Aniversário

Correia da Fonseca

O Te­le­jornal, prin­cipal mo­mento in­for­ma­tivo da ope­ra­dora pú­blica de te­le­visão, com­pletou 60 anos de exis­tência por vezes di­fícil e atri­bu­lada e, como era ade­quado e com­pre­en­sível, fes­tejou o ani­ver­sário. Desses fes­tejos fi­zeram parte um olhar re­tros­pec­tivo e uma en­tre­vista ao se­nhor Pre­si­dente da Re­pú­blica. Em ambos os casos, tudo se ficou pelas fe­li­ci­ta­ções que um ani­ver­sário sempre oca­siona e nada mais de re­le­vante. Con­tudo, bem se jus­ti­fi­cava algo mais: é que estes ses­senta anos fes­te­jados jus­ti­ficam, bem se pode dizer que em rigor im­põem, a sua di­visão em dois troços: um pri­meiro que vai de 1957 (ou mesmo de 56 se nele qui­sermos in­cluir o pe­ríodo ex­pe­ri­mental) até Abril de 74 e um outro que de Abril chega à ac­tu­a­li­dade.

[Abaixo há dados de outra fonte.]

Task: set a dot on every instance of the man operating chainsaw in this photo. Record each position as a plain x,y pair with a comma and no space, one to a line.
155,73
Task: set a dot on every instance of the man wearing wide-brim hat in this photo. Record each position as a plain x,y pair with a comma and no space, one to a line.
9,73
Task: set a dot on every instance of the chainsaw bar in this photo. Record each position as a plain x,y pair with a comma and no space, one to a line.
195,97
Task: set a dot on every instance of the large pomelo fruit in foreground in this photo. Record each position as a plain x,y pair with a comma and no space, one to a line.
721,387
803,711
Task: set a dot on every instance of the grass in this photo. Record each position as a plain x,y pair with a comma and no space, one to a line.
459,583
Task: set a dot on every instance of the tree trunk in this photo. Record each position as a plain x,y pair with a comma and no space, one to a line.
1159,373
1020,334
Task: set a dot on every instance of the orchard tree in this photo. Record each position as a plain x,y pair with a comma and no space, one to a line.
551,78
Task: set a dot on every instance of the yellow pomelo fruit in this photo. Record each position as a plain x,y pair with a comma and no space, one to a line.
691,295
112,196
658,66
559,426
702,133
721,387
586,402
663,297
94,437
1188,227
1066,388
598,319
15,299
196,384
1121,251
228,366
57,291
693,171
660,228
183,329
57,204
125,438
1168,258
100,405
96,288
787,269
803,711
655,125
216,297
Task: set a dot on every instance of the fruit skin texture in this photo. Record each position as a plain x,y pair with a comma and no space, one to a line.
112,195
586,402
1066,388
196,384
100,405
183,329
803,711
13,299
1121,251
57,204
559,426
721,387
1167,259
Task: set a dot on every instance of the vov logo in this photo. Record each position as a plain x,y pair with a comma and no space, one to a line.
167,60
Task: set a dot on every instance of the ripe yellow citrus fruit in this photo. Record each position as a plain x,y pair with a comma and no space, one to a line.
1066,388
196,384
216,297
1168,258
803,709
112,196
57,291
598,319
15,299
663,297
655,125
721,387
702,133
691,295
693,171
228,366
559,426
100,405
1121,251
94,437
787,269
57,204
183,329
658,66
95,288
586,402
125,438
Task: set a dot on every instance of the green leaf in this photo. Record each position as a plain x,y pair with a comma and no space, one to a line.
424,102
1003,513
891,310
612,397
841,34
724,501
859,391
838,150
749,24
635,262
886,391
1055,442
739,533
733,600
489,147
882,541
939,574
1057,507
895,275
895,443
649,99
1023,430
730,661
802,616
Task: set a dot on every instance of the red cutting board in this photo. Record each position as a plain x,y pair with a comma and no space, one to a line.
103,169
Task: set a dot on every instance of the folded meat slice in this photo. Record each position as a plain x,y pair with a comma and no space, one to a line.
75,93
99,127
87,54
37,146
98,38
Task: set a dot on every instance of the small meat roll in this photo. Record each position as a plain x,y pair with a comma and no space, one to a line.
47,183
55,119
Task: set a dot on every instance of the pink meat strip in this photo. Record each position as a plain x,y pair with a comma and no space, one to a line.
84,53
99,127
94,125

E o que dis­tingue entre si estes dois pe­ríodos tem um nome bo­nito: Li­ber­dade. Ainda que, como bem se sabe e todos os dias po­demos com­provar, há muitas ma­neiras de viver a Li­ber­dade e nem todas elas são exem­plares.

Lem­brar tudo

De qual­quer modo, es­tará certo fes­tejar esses ses­senta anos, que é uma conta re­donda e bo­nita, mas que o fa­çamos com ca­be­cinha, o que neste con­creto caso sig­ni­fi­cará que o fa­çamos com me­mória. É que, desses ses­senta anos, viveu o Te­le­jornal cerca de de­zas­sete agri­lhoado por uma cen­sura so­bre­vi­gi­lante, com agentes cen­só­rios e po­li­ciais sempre pre­sentes até nos es­tú­dios. A partir de 61 ar­rancou o tempo si­nistro do «adeus, até ao meu re­gresso!», es­tri­bilho triste que era pra­ti­ca­mente o único sinal de que existia uma guerra em três frentes onde mi­lhares de jo­vens por­tu­gueses mor­riam ou fi­cavam mu­ti­lados no corpo ou na alma: era a con­sequência trá­gica da ficção po­lí­tica de um «Por­tugal uno e in­di­vi­sível» que o go­verno adop­tara e o país du­ra­mente pa­gava. Acon­teceu então que um jovem Mar­celo Re­belo de Sousa, pro­va­vel­mente ao abrigo de con­des­cen­dên­cias pe­cu­li­ares, pu­blicou no diário «A Ca­pital» ar­tigos de opi­nião acerca da po­lí­tica go­ver­na­mental para a África que não pas­sa­riam de­certo pela rede cen­sória se a as­si­na­tura fosse outra. Era, porém, um canto da Im­prensa, e a te­le­visão era uma teia mais aper­tada. Não teria sido ex­ces­sivo, di­gamos mesmo que teria sido im­pe­ra­tivo, que o fes­tejo dos ses­senta anos agora cum­pridos ti­vesse tido um olhar es­pe­ci­al­mente atento (e a me­mória es­pe­ci­al­mente mo­bi­li­zada) para o tempo em que o Te­le­jornal foi (di­gamos que obri­gado a ser) o mor­domo atento e sub­misso de um go­verno cri­mi­noso. Porque há factos e si­tu­a­ções que não podem ser es­que­cidas. Mesmo que em tempo de fe­lizes e re­dondos ani­ver­sá­rios.